The US, France, and Italy, meanwhile, urged the United Nations secretary general to send observers to the sites ''of the greatest human suffering and losses in and around (Beirut).''

France and Italy also indicated their willingness to return their own peacekeeping troops to Lebanon, if the US would do the same. The three powers had made up an international force to oversee the peaceful evacuation of PLO and Syrian troops from Beirut. The Western soldiers have since been withdrawn.

In a related move, UN Secretary General Javier Perez de Cuellar announced that arrangements had been made between Lebanon and Israel for Lebanese Army forces to take up positions in three Palestinian refugee camps around Beirut, including the two where the massacres occurred.

Arab opinion and, to some extent, that of the outside world holds Israel at least partly responsible for the mass murders, because the Israeli Army was in control of west Beirut at the time the killings took place.

The assumption now being voiced, which the Israeli government denies, is that the Israeli Army could have prevented the massacres, because the Christian militiamen gained access to the refugee camps through Israeli lines.

The whole situation subjects US-Israeli relations to enormous strain and poses an excrutiatingly difficult problem for President Reagan.

Earlier, he had condemned the movement of Israeli troops into west Beirut, calling it a violation of the agreement worked out by US special envoy Philip C. Habib, whereby more than 7,000 PLO and Syrian troops had left Beirut.

Now, in the wake of the mass killings, Reagan - expressing ''outrage and revulsion'' - recalled Israel's claim that ''its moves (into west Beirut) would prevent the kind of tragedy which has now occurred.''

The president's statement included a ''demand'' that Israeli troops withdraw ''immediately'' from west Beirut to positions occupied on Sept. 14, the day Gemayel was killed.
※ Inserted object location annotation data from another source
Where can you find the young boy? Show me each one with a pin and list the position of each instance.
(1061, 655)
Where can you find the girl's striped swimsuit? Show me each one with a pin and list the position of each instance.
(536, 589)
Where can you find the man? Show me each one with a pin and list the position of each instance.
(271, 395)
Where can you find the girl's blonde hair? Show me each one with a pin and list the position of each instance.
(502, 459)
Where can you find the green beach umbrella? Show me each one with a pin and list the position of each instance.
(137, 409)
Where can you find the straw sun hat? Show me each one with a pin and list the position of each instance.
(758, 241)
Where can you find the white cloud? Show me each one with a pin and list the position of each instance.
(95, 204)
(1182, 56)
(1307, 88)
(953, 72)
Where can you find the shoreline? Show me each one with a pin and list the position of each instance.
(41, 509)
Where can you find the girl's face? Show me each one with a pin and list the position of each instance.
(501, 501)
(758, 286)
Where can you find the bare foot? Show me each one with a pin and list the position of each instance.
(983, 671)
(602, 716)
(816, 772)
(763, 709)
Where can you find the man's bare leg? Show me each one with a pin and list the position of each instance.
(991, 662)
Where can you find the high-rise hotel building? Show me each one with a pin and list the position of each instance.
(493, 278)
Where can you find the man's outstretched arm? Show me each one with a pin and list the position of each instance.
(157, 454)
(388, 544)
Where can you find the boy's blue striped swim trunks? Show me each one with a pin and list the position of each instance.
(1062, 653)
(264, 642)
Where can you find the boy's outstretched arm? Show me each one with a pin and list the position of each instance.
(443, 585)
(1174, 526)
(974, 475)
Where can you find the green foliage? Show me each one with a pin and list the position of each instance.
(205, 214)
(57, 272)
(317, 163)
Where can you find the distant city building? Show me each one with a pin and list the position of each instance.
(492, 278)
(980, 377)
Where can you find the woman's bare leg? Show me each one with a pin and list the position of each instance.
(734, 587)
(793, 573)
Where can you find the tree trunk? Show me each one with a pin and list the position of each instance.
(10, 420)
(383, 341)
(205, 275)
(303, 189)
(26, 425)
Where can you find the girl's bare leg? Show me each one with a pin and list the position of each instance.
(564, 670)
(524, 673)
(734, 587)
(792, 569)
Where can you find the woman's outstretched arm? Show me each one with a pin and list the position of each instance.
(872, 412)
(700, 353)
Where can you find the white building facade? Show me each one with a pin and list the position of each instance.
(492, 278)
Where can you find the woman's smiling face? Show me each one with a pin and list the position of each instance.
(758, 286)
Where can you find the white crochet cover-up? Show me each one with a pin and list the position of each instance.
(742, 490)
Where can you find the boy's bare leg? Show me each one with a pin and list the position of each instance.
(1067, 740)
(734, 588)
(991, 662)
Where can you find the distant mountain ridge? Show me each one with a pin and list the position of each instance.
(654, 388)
''During the negotiations leading to the PLO withdrawal from Beirut,'' said the Reagan statement, ''we were assured that the Israeli forces would not enter west Beirut. We also understood that following withdrawal, Lebanese Army units would establish control over the city.

''They were thwarted in this effort by the Israeli occupation which took place (Sept. 15).

''We strongly opposed Israel's move into west Beirut following the assassination of President-elect Bashir Gemayel, both because we believed it wrong in principle and for fear that it would provoke further fighting.''

Now, if Reagan's credibility as a peacemaker is to survive, he needs to convince Arab leaders that he does not secretly condone Israeli moves and that Israel cannot lightly flout a ''demand'' by the president of the US.

Israel, meanwhile, disclaims all responsibility for the mass killings.

On the contrary, said an Israeli foreign ministry statement in Jerusalem, Israeli troops, when they learned what was happening, intervened to prevent more killing.

It was ''only thanks to the intervention of Israeli forces, which were in west Beirut,'' the statement said, ''that the number of casualties was not much higher.''

''Israel condemns the massacre,'' the government said, and ''will to the best of its power try to prevent the recurrence of such acts between Palestinians and Lebanese.''

Israeli officials insist their army moved into west Beirut to prevent disorder in the wake of Gemayel's assassination.

The Lebanese Army, according to the Israelis, was not filling the vacuum in west Beirut.

It appears clear the Christian militiamen were allowed to pass through Israeli Army lines into the Shatila and Sabra refugee camps where the massacres took place.

Reports from Beirut indicate that the gunmen may have belonged to two right-wing Christian organizations - the Phalangist force which Gemayel had commanded, and the small ''army'' of Maj. Saad Haddad, a breakaway Lebanese Army officer whose forces are armed and trained by Israel.